Johnson has been particularly upset about the Trump administration’s policies affecting migrant families, Zavareei said.

“I think the thing that moved her most was seeing the forced separations – she’s a mother and feels very deeply about – was very emotionally affected, personally affected, by seeing Trump put young children and put them in cages. She decided that she couldn’t be silent anymore,” he said.

Zavareei said his client is only one in a “long line of victims in Donald Trump’s predation.”

“Unlike so many of the other victims, she’s the only one with the ability to sue him directly for his sexual misconduct. The other lawsuits have been for defamation or some of the victims haven’t been able to bring any lawsuits at all because they’ve been barred by statute of limitations,” he said. “For that reason, I think she’s uniquely situated to hold him accountable for an actual act of sexual assault.”

Zavareei added that with the launch of this lawsuit, Johnson is resigned to the fact that she is likely to be criticized from all sides.

“She knows as an African-American woman who worked on the campaign and now coming out against Trump, She’s probably going to take it from both sides but she’s ready to stand up and take responsibility for what she did,” he said.

Johnson is now focused on doing “what she can to hold him accountable for his sexist and racist conduct.”

According to the Post, three months after hiring Zavareei last year, Johnson “moved to seal a years-old court case in which two family members sought a temporary restraining order against her,” and was enjoined in the request to seal the records by the family members.

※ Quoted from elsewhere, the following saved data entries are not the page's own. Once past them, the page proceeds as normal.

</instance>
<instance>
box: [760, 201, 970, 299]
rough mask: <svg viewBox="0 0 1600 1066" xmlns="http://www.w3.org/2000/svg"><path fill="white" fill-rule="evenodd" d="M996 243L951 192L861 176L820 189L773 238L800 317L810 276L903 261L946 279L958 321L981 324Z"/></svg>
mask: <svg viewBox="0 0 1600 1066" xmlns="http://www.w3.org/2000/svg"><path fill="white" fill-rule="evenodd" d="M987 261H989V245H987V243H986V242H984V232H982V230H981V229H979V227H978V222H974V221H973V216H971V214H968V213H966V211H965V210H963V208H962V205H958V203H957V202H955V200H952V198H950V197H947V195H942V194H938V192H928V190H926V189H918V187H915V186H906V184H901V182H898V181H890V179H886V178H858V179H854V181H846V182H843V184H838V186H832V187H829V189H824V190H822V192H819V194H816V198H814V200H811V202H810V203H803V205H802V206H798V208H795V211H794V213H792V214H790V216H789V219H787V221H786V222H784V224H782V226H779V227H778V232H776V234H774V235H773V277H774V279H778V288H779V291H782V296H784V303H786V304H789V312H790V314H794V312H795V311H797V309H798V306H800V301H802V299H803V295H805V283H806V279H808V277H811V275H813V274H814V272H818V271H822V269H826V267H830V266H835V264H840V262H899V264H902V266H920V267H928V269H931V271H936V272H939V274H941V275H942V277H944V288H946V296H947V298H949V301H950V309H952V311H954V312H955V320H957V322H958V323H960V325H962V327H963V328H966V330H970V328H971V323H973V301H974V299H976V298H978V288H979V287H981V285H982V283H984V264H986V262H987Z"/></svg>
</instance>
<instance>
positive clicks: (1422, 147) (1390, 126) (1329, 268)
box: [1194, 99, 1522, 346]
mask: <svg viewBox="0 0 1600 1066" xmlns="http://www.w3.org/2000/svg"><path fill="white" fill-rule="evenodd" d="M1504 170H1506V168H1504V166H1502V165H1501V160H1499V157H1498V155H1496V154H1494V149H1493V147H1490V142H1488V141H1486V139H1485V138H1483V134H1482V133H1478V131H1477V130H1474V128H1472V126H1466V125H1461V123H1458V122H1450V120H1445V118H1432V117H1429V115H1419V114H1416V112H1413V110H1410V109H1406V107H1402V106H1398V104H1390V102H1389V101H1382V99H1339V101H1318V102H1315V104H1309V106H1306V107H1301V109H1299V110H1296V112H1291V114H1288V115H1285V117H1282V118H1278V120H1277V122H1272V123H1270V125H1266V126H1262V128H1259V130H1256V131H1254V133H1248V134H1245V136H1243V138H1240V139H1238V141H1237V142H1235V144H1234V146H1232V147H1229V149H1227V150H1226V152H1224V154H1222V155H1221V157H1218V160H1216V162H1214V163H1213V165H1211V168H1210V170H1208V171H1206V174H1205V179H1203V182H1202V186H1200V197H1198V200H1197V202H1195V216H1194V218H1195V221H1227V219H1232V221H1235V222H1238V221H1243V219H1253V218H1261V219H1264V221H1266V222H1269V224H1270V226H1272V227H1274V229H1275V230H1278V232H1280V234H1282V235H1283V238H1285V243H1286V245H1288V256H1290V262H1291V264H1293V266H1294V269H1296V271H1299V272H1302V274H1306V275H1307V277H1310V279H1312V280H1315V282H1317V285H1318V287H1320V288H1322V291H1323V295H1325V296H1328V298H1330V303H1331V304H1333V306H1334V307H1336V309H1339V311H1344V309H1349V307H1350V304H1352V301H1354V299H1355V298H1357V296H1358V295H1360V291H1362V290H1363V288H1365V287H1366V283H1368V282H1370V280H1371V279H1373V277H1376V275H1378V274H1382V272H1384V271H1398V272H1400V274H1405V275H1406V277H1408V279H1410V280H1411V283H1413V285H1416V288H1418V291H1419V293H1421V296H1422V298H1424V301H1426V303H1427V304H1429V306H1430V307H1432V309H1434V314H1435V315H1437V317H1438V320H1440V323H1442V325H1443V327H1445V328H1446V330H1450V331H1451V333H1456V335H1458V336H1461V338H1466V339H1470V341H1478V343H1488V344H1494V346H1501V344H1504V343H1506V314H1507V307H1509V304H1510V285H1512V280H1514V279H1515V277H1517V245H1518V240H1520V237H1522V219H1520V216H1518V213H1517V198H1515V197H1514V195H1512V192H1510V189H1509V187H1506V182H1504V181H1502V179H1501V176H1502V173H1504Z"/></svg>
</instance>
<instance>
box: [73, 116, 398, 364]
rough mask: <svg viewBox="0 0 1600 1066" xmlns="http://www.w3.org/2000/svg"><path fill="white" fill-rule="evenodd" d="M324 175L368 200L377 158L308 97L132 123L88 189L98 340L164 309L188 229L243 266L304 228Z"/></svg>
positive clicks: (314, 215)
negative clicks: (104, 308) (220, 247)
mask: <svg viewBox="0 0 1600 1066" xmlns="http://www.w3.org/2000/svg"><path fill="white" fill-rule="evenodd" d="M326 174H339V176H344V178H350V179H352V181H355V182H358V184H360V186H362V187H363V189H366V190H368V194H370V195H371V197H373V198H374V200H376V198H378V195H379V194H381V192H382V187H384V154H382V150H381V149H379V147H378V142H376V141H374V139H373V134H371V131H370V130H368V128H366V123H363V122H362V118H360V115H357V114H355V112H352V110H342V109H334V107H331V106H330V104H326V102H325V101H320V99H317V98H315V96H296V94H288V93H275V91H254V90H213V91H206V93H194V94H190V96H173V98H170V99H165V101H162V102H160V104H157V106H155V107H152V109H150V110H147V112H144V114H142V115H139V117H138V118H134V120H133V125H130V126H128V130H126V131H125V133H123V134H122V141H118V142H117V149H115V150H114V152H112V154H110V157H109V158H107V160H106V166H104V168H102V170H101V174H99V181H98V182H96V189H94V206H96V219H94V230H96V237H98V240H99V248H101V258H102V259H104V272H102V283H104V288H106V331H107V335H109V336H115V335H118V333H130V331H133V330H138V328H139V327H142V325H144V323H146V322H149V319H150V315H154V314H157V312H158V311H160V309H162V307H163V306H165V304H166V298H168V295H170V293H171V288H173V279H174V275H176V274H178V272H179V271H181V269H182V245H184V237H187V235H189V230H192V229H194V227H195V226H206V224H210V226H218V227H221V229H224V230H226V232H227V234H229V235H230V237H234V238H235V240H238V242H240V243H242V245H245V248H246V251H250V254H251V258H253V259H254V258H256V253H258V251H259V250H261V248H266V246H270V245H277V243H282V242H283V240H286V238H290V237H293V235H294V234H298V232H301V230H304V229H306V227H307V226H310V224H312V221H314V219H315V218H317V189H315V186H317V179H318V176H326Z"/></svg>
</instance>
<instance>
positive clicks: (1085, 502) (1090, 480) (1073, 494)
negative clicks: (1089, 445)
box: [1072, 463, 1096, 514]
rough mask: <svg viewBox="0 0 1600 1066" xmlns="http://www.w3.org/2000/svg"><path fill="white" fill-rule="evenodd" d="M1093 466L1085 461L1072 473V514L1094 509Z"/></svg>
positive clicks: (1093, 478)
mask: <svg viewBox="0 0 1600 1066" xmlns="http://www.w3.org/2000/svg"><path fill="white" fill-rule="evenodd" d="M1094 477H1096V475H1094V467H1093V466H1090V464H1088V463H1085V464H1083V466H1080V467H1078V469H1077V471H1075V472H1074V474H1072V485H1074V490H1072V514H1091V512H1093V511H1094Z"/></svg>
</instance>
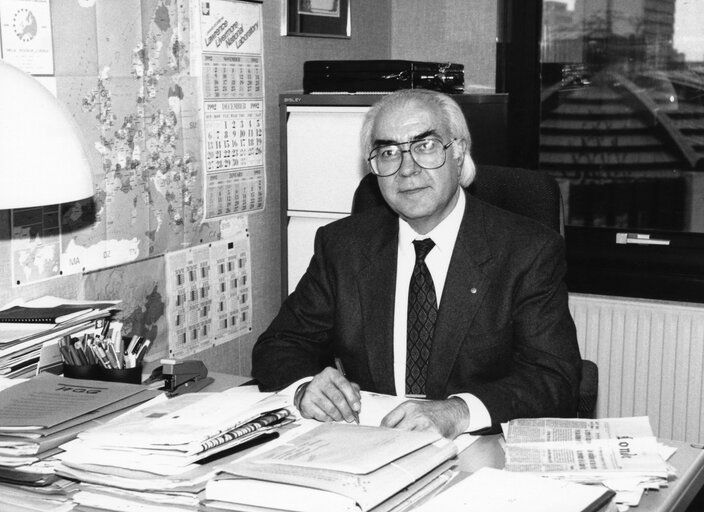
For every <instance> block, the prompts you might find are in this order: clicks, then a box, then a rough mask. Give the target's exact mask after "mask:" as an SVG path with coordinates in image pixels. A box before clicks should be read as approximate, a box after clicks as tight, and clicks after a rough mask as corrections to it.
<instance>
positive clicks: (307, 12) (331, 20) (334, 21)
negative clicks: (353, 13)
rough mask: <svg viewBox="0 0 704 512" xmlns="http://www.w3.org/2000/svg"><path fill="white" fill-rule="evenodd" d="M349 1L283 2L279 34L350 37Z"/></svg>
mask: <svg viewBox="0 0 704 512" xmlns="http://www.w3.org/2000/svg"><path fill="white" fill-rule="evenodd" d="M350 2H351V0H284V2H283V5H284V15H283V17H282V18H281V19H282V27H281V34H282V35H285V36H306V37H339V38H349V37H350V31H351V27H350Z"/></svg>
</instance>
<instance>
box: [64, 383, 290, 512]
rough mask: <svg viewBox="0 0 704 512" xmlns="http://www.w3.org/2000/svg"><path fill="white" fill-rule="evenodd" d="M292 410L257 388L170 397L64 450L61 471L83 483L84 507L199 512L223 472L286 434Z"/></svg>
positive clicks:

On some of the reporting in the Post about her relatives in Georgia, Zavareei said it was a “silly sideshow” and that “everybody’s on good terms” now.

“It’s a private family matter,” Zavareei said, adding that is “totally irrelevant” to Johnson’s case.

Asked why Johnson and her family took this action, Zavareei said through a spokesperson that it was “to protect the privacy of her family.”

This story has been updated with additional developments Monday.

CNN’s Betsy Klein contributed to this report.